A produção literária da época trazia pouca crítica social, motivo que fez Fernando Pessoa, o grande nome da literatura portuguesa, receber críticas por sua atuação apolítica durante o movimento. Mas para a professora Simone essa leitura simplista e contemporânea pode incorrer no anacronismo. “Seus textos tinham um estilo conservador, influenciado por ideias saudosistas, viés espiritualizante e ideal de império, mas precisamos entender que esse era o contexto da época.”

Já a segunda fase acontece de 1937 a 1940 e comporta ideias nacionalistas e patrióticas, justamente por Portugal estar vivendo uma ditadura. “O olhar mais radical sobre os acontecimentos políticos e sociais só entram em destaque no pós-modernismo com foco para a crítica sobre o colonialismo português”, observa Simone. A literatura só começa a ter um olhar extramuros a partir dos anos 1950, com a inclusão de textos de autores brasileiros e russos na revista Presença.

O primeiro encontro da oficina também contou com a participação especial do professor da Unifesp, Leonardo Galdolfi, especializado na poesia de Fernando Pessoa. “O diferencial do poeta e que virou um mote para os escritores modernistas masculinos é essa pluralidade de ‘eus’, totalmente explícita nos três heterônimos mais conhecidos de Pessoa”, destaca Galdolfi. Para ele, cada nome criado pelo poeta possui uma voz diferenciada. Alberto Caiero gostava de sentir o mundo. Já Álvaro de Campos era futurista e adorava o verso livre. Ricardo Reis era neoclássico e idolatrava o passado. Já Pessoa preferia pensar o mundo.

Para quem quiser entender e mergulhar em obras de autores portugueses, Simone Nacaguma sugere as obras de Lidia Jorge, Antonio Lobo Antunes e Teolinda Gersão.

Moçambique
O primeiro aprendizado ao estudar a trajetória da literatura moçambicana é que não existem escolas e movimentos literários predefinidos como nos outros países. A produção das narrativas, dos poemas e dos contos aconteceu de forma completamente fragmentada. Para ter ao menos um marco referencial, a editora Carina Carvalho apresentou o estudo da professora Fátima Mendonça, que concentra a literatura do país em três fases distintas.

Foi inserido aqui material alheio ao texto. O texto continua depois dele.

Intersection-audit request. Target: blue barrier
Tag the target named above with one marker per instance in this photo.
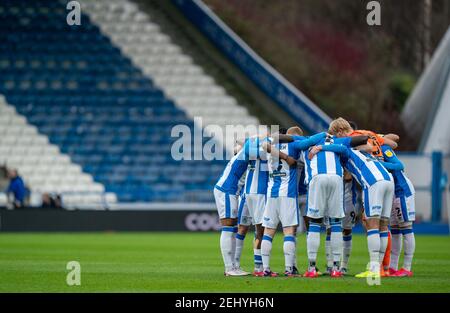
(419, 228)
(295, 103)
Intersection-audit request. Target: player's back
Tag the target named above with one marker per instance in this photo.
(324, 162)
(375, 140)
(283, 178)
(403, 186)
(365, 168)
(257, 172)
(233, 172)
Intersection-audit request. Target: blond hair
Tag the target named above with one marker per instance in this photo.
(339, 126)
(295, 130)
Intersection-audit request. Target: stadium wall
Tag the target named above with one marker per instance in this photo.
(302, 109)
(32, 220)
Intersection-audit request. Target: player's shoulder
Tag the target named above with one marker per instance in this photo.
(387, 151)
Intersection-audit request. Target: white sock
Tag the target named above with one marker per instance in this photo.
(347, 249)
(289, 252)
(328, 252)
(266, 249)
(258, 260)
(239, 246)
(410, 246)
(226, 246)
(373, 244)
(295, 254)
(336, 244)
(383, 244)
(396, 247)
(313, 243)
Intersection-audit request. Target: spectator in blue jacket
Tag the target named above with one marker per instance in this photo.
(16, 188)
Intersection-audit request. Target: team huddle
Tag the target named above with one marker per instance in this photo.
(332, 180)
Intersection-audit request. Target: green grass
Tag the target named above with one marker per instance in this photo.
(188, 262)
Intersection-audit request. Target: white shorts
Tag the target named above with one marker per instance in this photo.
(255, 205)
(227, 204)
(350, 209)
(403, 210)
(244, 217)
(281, 209)
(325, 196)
(377, 199)
(302, 204)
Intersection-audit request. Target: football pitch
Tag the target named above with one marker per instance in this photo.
(190, 262)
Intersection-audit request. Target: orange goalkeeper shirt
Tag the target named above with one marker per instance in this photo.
(374, 139)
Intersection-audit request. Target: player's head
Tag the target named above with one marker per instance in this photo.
(12, 173)
(340, 127)
(295, 131)
(393, 137)
(353, 125)
(237, 148)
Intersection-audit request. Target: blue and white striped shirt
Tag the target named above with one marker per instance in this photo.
(257, 171)
(365, 168)
(283, 179)
(325, 162)
(403, 186)
(231, 181)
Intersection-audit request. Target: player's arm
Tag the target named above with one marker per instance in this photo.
(283, 138)
(304, 144)
(339, 149)
(386, 141)
(365, 148)
(390, 143)
(391, 161)
(276, 153)
(393, 137)
(351, 142)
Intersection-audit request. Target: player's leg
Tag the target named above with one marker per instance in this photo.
(372, 218)
(270, 223)
(256, 207)
(409, 243)
(315, 212)
(387, 254)
(396, 248)
(386, 192)
(289, 249)
(348, 223)
(244, 221)
(259, 232)
(289, 217)
(406, 228)
(336, 212)
(347, 249)
(266, 250)
(328, 253)
(228, 222)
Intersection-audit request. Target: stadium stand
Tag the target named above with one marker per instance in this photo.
(140, 38)
(94, 121)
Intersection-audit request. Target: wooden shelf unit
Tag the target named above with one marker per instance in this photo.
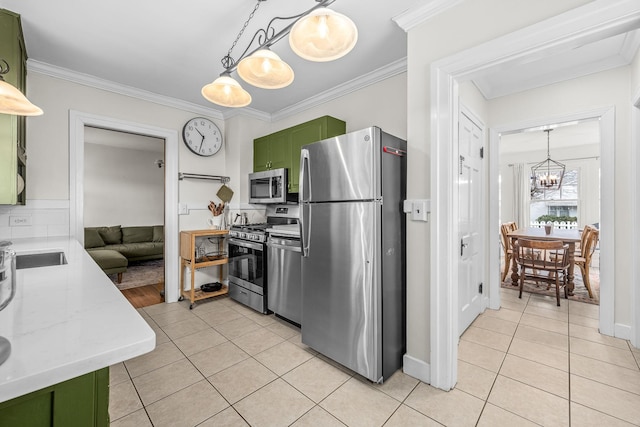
(189, 258)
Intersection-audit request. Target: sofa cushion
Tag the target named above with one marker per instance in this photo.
(137, 250)
(92, 238)
(137, 234)
(158, 233)
(111, 235)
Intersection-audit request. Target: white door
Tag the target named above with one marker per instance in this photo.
(471, 240)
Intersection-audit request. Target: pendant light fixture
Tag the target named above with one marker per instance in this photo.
(548, 174)
(318, 34)
(12, 101)
(323, 35)
(266, 70)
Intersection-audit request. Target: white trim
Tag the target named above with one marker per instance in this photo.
(415, 16)
(416, 368)
(595, 20)
(635, 213)
(98, 83)
(382, 73)
(622, 331)
(77, 122)
(607, 155)
(47, 204)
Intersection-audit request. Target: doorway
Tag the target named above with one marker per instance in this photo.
(576, 145)
(77, 123)
(445, 77)
(124, 186)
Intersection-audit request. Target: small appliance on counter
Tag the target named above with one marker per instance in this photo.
(7, 289)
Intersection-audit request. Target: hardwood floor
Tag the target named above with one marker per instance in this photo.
(144, 296)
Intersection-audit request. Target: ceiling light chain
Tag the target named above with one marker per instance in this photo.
(228, 61)
(318, 34)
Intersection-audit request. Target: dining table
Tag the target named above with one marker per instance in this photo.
(567, 236)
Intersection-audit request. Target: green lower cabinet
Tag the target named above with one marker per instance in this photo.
(78, 402)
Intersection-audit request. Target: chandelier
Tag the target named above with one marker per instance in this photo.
(318, 34)
(12, 101)
(548, 174)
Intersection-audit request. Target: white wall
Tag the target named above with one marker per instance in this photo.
(466, 25)
(122, 186)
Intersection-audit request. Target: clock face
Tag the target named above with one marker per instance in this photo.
(202, 136)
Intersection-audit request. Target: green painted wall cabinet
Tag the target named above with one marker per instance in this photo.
(13, 160)
(282, 149)
(78, 402)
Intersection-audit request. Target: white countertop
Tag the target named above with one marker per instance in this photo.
(66, 321)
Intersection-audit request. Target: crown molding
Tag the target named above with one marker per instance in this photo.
(382, 73)
(417, 15)
(98, 83)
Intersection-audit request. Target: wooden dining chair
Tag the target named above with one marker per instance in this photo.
(588, 243)
(505, 229)
(550, 256)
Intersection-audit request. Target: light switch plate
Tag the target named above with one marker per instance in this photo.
(19, 220)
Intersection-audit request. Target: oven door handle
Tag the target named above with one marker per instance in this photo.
(245, 244)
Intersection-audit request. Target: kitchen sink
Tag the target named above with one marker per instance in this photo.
(44, 259)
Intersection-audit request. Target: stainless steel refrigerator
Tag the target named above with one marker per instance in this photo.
(353, 239)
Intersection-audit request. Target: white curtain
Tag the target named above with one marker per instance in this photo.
(520, 195)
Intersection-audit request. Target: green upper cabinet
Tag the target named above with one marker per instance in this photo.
(12, 127)
(271, 151)
(282, 149)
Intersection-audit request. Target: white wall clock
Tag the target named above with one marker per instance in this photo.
(202, 136)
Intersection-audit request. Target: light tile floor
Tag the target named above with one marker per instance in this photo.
(529, 363)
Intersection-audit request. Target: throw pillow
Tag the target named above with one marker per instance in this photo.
(137, 234)
(92, 238)
(111, 235)
(158, 233)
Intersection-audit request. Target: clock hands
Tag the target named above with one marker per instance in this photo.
(201, 142)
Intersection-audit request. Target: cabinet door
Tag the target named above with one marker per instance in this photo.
(279, 153)
(79, 402)
(306, 133)
(261, 153)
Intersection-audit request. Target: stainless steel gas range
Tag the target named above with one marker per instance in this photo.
(248, 258)
(247, 265)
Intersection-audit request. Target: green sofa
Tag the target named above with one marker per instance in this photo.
(113, 247)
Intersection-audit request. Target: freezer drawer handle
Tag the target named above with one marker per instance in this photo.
(393, 150)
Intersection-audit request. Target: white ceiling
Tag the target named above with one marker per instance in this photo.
(173, 47)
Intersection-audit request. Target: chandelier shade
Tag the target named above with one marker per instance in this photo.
(548, 174)
(227, 92)
(318, 34)
(265, 69)
(323, 35)
(12, 101)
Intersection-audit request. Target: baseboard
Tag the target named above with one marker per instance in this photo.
(416, 368)
(622, 331)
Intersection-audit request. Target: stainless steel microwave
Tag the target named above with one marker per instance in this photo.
(268, 186)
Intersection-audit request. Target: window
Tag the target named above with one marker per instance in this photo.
(562, 202)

A primeira é o protonacionalismo, em que os escritores adotam um tom contestador, em especial os sonetos, porém ainda nos moldes dos textos europeus. Já na segunda fase, denominada nacionalismo e negritude, escritores como Noémia de Sousa e José Craveirinho se rebelam contra o regime colonial e transportam para a poesia as dores de ser negro. A terceira fase, batizada como tendências variadas pós-independência, marca definitivamente a estética moçambicana de escrever, com foco na diversidade e cultura local.

Dentro desse cenário alguns escritores brasileiros são homenageados, como Jorge Amado, Manuel Bandeira e Carlos Drummond de Andrade. “Mas não pelo estilo literário. A inspiração vem pela via dos ideais, do nacionalismo, do desejo de fazer literatura com as cores locais, de revelar os preconceitos raciais e trazer as dores da escravidão”, comenta Carina.  

A posição subalterna das mulheres também foi retratada em várias obras moçambicanas, em especial nas de Suleiman Cassamo e Paulina Chiziane. Além dos escritores já citados, Carina ainda indica as obras de Rui Knopfli, Luís Carlos Patraquim, Mia Couto, Luís Bernardo Honwana e Lília Momplé, autora do primeiro livro de contos do país publicado por uma mulher.